Isabel is a thirteen-year old slave who is trying to gain her and her
sister's freedom. After their master died, Isabel and Ruth were supposed to
be freed, but were sold to a Loyalist couple who brings them to New York.
After an incident where Isabel is branded, Ruth if sold to a family in a
different state. Determined to find her, Isabel takes the advice of her
friend and servant boy, Curzon. Isabel becomes a spy on her master and other
Loyalists and reports back to the Patriots. Later, when Curzon is arrested,
she breaks him out of jail and the two run away to look for her sister.
Even though the novel is fictional, the events are based on the American
Revolutionary War, and it's pretty accurate. As someone who likes history and
adventure, this book was a good balance of both. Despite her circumstances,
Isabel remains a positive character and does everything to protect her sister
and those she loves. Obviously, there's some sensitive topics since they're
slaves, but I do think this book gives good information about the
Revolutionary War and how African Americans were ironically very helpful to
the Patriot cause.
The sequel to Chains, this story follows Curzon's life as a soldier for the
Patriots during the American Revolutionary War. After Isabel abandoned him to
look for her sister, Curzon finds himself on the outskirts of Valley Forge.

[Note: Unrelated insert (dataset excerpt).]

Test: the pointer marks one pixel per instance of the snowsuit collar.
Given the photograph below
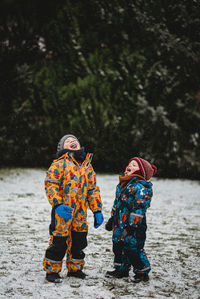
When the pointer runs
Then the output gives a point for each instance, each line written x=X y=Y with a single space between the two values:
x=124 y=179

After saving a soldier from a British troop, Curzon enlists in the Colonial
Army for the next year. The book describes Curzon's life at Valley Forge: the
strenuous labor, harsh winter climate, lack of food and resources, and the
racism Curzon experiences from other soldiers. Not long in his stay, his
former master visits the camp and forces Curzon back into servitude. For the
rest of the novel, Curzon plots his escape and reunites with Isabel.
I wasn't expecting the second book to be told through a different point of
view, but Curzon's story is just as touching as Isabel's. I also think that
the book is a good perspective of the life of a soldier at Valley Forge. The
events were relatively accurate, and throughout, I felt tense and anxious to
know about what would happen next. I thoroughly enjoyed Curzon and Isabel's
reunion, and I'm thrilled that there's a third book to the series.

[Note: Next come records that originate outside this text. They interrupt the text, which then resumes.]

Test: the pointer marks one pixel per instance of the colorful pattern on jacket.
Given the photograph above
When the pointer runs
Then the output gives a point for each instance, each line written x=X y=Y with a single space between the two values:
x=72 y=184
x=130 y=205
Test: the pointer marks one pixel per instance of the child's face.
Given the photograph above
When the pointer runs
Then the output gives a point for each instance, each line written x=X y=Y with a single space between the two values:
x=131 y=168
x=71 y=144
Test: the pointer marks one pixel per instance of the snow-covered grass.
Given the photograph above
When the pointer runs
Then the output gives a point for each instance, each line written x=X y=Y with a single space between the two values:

The final book in the Seeds of America trilogy, Isabel is finally reunited
with Ruth. However, when she meets Ruth, who has epilepsy and a degree of
intellectual disability, she rejects Isabel to stay with her adopted family.
Eventually, after convincing Ruth to accompany Isabel, Curzon, and a third
slave, Aberdeen, the four teens go out to search for freedom. They travel
north until making it to Williamsburg where the girls work in a laundry, and
we find out that Curzon joined the Patriot army and Aberdeen became a spy for
the British. Separated briefly, Isabel and Ruth reunite with Curzon at a
Continental Army camp.
After all of Isabel, Ruth, and Curzon's suffering, the ending was a big
breath of relief. Everything seemed to fall in place finally. This book,
besides providing good information about the Revolutionary War and colonial
society, showed how just like White Americans, African Americans wanted to
forge their own identities and fight for what they believed it; whether that
was freedom, family, or love. Even though the main characters are fictional,
I felt like I was reading someone's real experiences and story from the past.

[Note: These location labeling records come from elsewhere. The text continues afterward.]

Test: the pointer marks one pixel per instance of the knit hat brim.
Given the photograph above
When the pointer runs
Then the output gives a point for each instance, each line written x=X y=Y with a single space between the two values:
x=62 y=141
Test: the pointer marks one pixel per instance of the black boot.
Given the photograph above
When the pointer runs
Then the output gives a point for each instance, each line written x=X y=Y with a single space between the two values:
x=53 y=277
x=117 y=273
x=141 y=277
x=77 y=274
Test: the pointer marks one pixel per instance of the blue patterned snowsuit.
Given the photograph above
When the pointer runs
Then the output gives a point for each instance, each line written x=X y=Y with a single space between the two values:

I also liked the list of all the historical events that took place over the
course of the trilogy that the author provided at the end.
I just loved this novel. I loved how it painted the marsh with words and conjured a believable main character that you want to root for. The story line was very interesting and kept me engaged. It's not a hard read and chapters are relatively bite sized, but don't let that fool you. This book packs a punch. 5 stars!